Description of problem:
If the rootfs is 100% full, and the "at" command is used to create a job, it'll create /var/spool/at/a<ID> but fails to write anything to it.
Result is ... a zero-byte-sized jobfile. "atd" doesn't particularly like these, it spits out endless sequences of errors.
"at" should clean up after itself when writing the jobspec spoolfile fail
The specific rev doesn't matter much, all very similar around this.
The idea is that "writefile()" creates the jobspec file 'atomically' - i.e. _removes_ it via the "fcreated" test in panic() if things go wrong.
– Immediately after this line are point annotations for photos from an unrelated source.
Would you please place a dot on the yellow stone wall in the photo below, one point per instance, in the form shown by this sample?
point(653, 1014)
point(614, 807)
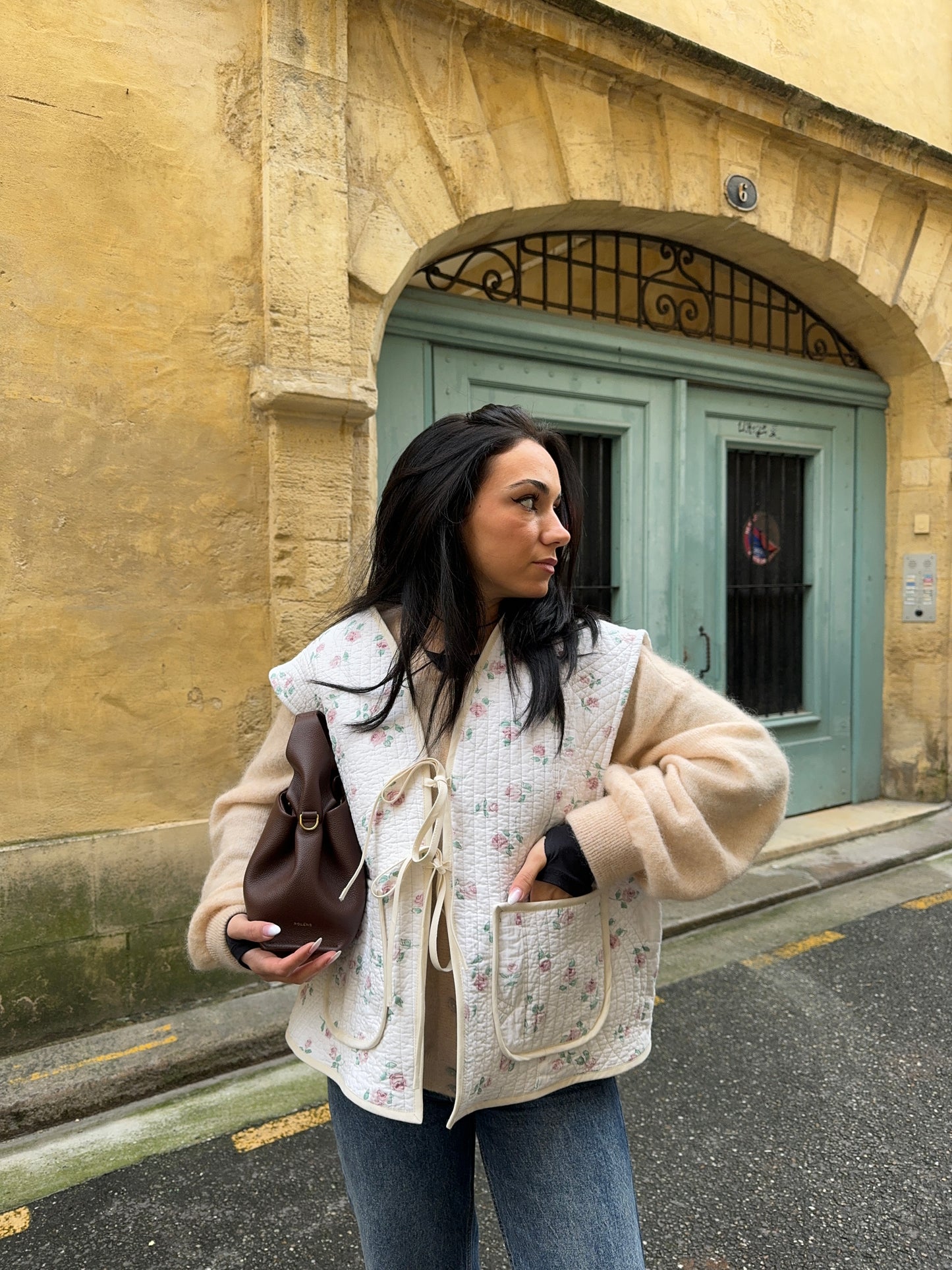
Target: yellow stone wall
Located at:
point(135, 560)
point(211, 212)
point(887, 60)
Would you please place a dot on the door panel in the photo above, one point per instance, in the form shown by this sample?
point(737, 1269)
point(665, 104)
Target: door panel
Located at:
point(768, 573)
point(730, 513)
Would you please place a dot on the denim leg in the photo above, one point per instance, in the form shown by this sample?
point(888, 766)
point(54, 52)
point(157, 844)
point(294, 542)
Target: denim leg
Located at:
point(410, 1185)
point(560, 1172)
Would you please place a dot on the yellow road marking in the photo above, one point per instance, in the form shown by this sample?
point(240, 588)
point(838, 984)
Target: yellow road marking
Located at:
point(14, 1222)
point(789, 950)
point(98, 1058)
point(249, 1140)
point(941, 897)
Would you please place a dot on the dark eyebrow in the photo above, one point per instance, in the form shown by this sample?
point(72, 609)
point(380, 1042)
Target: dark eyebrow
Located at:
point(528, 480)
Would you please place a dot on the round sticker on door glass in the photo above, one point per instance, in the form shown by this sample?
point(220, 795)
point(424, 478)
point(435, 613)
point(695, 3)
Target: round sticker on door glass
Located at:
point(762, 539)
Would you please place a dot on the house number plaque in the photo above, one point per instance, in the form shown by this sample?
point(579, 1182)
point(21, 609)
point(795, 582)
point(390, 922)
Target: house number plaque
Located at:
point(742, 193)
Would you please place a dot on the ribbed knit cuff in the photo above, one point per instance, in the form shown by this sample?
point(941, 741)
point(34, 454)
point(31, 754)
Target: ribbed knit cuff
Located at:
point(605, 837)
point(215, 940)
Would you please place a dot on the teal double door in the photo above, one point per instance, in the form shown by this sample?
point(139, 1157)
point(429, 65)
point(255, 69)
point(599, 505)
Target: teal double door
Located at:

But idea != implementation:
223 static void
224 writefile(time_t runtimer, char queue)
[ ... ]
318 if ((fd = open(atfile, O_CREAT | O_EXCL | O_TRUNC | O_WRONLY, S_IRUSR)) ==
[ ... ]
351 if ((fp = fdopen(fd, "w")) == NULL)
352 panic("Cannot reopen atjob file");
[ ... ]
337 /* We've successfully created the file; let's set the flag so it
338 * gets removed in case of an interrupt or error.
340 fcreated = 1;
[ ... none of the writes to "FILE* fp" are error-checked ... ]
478 fprintf(fp, "\n");
479 if (ferror(fp))
480 panic("Output error");
[ ... ]
The problem here is "FILE" doing internal buffering. So assume the file got created successfully - which is easily possible even on a 100% full filesystem because it's only a directory metadata operation, and the dir contents for /var/spool/at are an already-existing block.
ferror() does _not_ invoke fflush() and that means unless the jobspec file was large enough to have had an actual disk write before, this doesn't pick up any error at the point it's invoked.
fclose() as per manpage does call fflush() and does return an error - which the code here doesn't bother to check.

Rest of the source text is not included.